§ 4: answers

O12 The line at infinity in α corresponds under the rotation to the line at infinity in β (indeed, a bundle of parallel lines is mapped onto a bundle of parallel lines).
The line at infinity in β is projected onto u (a bundle of parallel lines in β is mapped onto a bundle through a point of u).
Under the central projection, the line at infinity of α corresponds to s. So the original is s", that is the line in α with which s coincides after rotating β onto α (we have to agree upon a direction of rotating).

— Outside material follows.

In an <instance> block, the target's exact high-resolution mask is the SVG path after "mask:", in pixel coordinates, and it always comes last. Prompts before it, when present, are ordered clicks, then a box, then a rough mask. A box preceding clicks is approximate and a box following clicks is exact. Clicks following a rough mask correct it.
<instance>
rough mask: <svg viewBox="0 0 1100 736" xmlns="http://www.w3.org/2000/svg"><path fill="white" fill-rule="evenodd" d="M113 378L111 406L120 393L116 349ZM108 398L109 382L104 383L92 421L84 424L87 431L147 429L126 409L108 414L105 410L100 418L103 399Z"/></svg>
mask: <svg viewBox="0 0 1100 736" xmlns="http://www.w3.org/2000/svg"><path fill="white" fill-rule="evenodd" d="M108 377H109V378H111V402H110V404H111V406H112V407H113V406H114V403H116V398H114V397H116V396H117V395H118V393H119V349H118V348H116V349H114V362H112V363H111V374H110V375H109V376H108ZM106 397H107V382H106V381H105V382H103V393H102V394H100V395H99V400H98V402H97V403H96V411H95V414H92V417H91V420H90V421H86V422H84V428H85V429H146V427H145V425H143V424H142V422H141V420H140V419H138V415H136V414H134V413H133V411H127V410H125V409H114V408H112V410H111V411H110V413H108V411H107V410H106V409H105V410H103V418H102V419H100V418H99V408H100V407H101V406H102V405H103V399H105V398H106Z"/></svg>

O13 Choose a point P" with image P' (unequal to P") and a point Q", not on P"P', with image Q' (unequal to Q"). Let V be the point of intersection P"P'.Q"Q'.
Now let X" be a point, not V, not on t or P"P' or Q"Q'.

Since a line and its image intersect on t, the triangles P"Q"X" and P'Q'X' are line perspective from t. So they are correspondingly point perspective. So X"X' goes through V.
Next, continue with X" on P"P', etcetera.


Q' lies on VQ", but also on P'S where S = t.P"Q".


The construction is the same as in O14.
Start with a line l, unequal to t or P'P", and the point at infinity Q' of that line l.
Let T be the intersection point t.P'Q', so that Q" is lying on P"T.
Then we find Q" as the intersection point of P"T and VQ'.

O16 Choose X" on c".
X' lies on VX", but also on P'Y', where Y" = P"X".s".
Since Y" lies on s", Y' is the point at infinity of VY".

We have three cases: s" and c" have two, one or zero intersection points. Then c' becomes, respectively, a hyperbola, parabola or ellipse. We see this happen if we construct many pairs (X",X ' ), with X" on c".